Aucun protocole de chimiothérapie efficace n'a été établi. Le traitement d'association qui comprend la streptozotocine, le 5-fluorouracile et le cyclophosphamide n'est généralement utilisé que chez les patients symptomatiques présentant une maladie métastatique de grade 2 (grade intermédiaire) qui ne répondent pas aux autres traitements ou qui ont des taux de prolifération tumorale élevés. Cependant, la durée de réponse est courte.

Références pour le traitement

  1. 1. Caplin ME, Pavel M, Ćwikła JB, et al. Lanreotide in metastatic enteropancreatic neuroendocrine tumors. N Engl J Med 2014;371(3):224-233. doi:10.1056/NEJMoa1316158

  2. 2. Larouche V, Akirov A, Alshehri S, Ezzat S. Management of Small Bowel Neuroendocrine Tumors. Cancers (Basel) 2019;11(9):1395. doi:10.3390/cancers11091395

  3. 3. Farley HA, Pommier RF. Surgical Treatment of Small Bowel Neuroendocrine Tumors. Hematol Oncol Clin North Am 2016;30(1):49-61. doi:10.1016/j.hoc.2015.09.001

  4. 4. Herrera-Martínez AD, Hofland J, Hofland LJ, et al. Targeted Systemic Treatment of Neuroendocrine Tumors: Current Options and Future Perspectives. Drugs 2019;79(1):21-42. doi:10.1007/s40265-018-1033-0

Pronostic du syndrome carcinoïde

Le pronostic des tumeurs neuroendocrines dépend du site primitif du grade et du stade de la maladie.
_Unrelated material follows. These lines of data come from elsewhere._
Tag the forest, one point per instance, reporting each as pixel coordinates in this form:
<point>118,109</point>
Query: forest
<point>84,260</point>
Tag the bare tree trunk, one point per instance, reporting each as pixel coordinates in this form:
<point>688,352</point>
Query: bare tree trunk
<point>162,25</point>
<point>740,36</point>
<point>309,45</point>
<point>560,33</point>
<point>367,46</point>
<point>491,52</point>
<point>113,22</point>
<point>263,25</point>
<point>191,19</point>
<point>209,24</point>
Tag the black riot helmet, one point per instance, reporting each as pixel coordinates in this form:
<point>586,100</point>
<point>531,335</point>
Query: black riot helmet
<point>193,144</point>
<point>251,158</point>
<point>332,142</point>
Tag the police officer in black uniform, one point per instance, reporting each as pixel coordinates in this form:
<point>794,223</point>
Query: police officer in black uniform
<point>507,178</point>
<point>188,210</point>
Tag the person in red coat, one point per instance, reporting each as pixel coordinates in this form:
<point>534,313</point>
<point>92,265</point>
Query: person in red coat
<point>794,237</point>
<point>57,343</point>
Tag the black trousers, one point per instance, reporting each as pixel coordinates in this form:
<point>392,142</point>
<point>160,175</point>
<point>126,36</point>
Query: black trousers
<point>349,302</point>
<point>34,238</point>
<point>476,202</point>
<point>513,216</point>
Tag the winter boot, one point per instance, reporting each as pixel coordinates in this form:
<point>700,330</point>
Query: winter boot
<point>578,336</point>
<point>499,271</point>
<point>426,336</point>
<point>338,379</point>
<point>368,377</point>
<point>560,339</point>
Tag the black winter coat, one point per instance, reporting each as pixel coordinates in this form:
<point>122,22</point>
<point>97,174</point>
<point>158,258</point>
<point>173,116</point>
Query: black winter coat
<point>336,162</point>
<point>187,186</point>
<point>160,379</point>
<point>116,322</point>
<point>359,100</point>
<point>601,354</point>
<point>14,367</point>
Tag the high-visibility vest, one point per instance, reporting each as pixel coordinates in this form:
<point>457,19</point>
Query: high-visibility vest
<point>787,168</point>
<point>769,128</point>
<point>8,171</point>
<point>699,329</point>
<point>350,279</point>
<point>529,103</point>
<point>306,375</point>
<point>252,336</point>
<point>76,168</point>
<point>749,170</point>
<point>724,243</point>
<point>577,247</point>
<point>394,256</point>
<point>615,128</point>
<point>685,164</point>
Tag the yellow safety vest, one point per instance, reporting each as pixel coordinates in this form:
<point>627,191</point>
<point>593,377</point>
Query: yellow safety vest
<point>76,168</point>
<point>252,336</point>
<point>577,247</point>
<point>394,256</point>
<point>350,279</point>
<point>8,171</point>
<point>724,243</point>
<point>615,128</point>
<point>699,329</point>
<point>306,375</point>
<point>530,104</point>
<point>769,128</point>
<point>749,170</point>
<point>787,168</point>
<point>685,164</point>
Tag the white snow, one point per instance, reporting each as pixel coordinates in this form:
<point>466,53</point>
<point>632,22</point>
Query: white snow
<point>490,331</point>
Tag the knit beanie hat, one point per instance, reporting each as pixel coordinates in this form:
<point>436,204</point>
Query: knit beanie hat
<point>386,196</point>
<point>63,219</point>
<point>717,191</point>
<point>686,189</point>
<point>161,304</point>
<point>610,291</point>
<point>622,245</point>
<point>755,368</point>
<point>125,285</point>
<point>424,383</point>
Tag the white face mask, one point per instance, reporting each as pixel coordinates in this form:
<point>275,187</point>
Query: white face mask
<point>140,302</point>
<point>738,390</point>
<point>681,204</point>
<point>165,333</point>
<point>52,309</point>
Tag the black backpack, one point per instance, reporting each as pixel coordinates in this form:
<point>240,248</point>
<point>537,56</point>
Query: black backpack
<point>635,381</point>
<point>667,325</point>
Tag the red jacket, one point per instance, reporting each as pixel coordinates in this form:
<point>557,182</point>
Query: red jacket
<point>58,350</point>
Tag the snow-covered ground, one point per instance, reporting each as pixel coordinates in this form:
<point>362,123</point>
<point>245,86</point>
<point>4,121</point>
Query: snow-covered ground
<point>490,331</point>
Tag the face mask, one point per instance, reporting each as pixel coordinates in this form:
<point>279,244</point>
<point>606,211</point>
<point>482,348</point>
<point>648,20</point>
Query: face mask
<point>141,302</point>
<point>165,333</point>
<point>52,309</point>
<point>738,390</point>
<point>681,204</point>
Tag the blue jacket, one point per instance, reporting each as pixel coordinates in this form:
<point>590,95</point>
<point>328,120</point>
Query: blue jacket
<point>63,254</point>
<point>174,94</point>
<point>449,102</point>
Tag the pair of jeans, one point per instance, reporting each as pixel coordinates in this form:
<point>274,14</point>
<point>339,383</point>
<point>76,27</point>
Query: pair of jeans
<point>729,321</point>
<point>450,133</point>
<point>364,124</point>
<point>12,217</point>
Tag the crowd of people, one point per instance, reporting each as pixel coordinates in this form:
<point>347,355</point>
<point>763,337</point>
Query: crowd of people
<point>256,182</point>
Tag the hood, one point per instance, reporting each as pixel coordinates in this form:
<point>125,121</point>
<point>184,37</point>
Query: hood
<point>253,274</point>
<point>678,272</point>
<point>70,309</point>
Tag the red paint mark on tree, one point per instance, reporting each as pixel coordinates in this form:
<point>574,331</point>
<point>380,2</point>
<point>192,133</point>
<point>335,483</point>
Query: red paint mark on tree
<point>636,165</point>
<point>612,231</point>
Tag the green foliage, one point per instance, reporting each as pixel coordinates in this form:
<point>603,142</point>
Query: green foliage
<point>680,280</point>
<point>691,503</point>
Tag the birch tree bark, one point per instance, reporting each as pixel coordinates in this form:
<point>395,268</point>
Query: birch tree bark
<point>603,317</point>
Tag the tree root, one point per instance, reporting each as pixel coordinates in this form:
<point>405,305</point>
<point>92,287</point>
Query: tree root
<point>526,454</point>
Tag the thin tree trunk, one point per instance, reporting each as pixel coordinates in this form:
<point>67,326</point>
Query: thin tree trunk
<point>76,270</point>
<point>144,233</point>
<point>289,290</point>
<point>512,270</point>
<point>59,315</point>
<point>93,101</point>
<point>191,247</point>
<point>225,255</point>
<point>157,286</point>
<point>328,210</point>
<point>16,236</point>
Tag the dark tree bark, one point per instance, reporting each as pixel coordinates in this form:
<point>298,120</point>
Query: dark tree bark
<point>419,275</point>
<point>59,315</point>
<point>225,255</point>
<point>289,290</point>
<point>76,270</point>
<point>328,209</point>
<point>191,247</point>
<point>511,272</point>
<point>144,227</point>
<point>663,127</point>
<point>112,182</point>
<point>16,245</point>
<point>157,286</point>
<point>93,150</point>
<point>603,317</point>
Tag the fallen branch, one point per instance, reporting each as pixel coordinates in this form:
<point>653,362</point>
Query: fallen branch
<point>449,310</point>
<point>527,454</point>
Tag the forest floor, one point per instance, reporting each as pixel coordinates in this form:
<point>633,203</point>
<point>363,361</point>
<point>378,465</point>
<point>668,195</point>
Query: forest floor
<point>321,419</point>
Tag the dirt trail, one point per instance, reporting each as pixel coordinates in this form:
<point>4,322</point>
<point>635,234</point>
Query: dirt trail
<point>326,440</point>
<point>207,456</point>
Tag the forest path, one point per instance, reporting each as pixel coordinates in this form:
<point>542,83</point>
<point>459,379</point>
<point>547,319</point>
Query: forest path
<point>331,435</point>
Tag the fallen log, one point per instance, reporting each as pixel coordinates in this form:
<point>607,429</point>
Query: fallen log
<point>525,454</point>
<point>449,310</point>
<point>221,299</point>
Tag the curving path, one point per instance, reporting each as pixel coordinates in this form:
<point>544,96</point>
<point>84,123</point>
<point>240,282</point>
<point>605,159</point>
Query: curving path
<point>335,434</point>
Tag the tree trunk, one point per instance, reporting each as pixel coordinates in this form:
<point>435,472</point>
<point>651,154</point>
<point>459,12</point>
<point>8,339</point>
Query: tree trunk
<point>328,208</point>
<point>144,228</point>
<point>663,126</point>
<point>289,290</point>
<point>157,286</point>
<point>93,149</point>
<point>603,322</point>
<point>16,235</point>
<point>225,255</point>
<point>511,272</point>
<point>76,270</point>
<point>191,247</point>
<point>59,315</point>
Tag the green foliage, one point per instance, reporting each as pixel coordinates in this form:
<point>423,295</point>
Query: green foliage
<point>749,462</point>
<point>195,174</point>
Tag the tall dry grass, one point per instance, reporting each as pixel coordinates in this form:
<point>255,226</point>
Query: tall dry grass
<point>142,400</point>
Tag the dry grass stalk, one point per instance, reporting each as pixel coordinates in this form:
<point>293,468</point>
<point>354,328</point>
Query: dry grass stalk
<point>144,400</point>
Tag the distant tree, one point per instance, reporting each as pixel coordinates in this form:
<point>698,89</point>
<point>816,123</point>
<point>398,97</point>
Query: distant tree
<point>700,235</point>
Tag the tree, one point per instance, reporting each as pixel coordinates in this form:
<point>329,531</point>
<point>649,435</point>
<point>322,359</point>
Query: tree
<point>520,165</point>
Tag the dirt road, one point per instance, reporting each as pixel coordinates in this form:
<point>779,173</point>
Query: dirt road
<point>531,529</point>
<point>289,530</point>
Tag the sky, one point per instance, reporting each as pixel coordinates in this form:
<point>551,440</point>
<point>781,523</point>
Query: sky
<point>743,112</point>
Malgré la maladie métastatique et le syndrome carcinoïde qui peut les accompagner, les TNE (tumeurs neuroendocrines) ont une croissance lente et la survie à 10 à 15 ans n'est pas inhabituelle.

Points clés

  • Seules quelques tumeurs neuroendocrines sécrètent les substances qui causent le syndrome carcinoïde.

  • Les principales substances à l'origine des symptômes sont la sérotonine, qui provoque des crampes abdominales et une diarrhée, et l'histamine, qui provoque des flush.

  • Le diagnostic est posé par la mise en évidence du métabolite de la sérotonine, l'acide 5-hydroxyindoleacétique dans l'urine, et de la chromogranine A dans le sérum.

  • Les analogues de la somatostatine tels que l'octréotide ou le lanréotide à action prolongée peuvent permettre de contrôler les symptômes.

  • La résection chirurgicale peut être curative, en l'absence de métastases.

  • La réduction tumorale chirurgicale, l'ablation guidée par l'imagerie, l'embolisation simple, la chimio-embolisation ou la radio-embolisation peuvent soulager les symptômes et éventuellement prolonger la survie en cas de métastases hépatiques.

  • La chimiothérapie et la radiothérapie standards ne sont pas efficaces, mais d'autres traitements tels que l'évérolimus et la radiothérapie interne vectorisée ciblant les récepteurs peptidiques (PRRT) au lutétium 177 peuvent être utiles.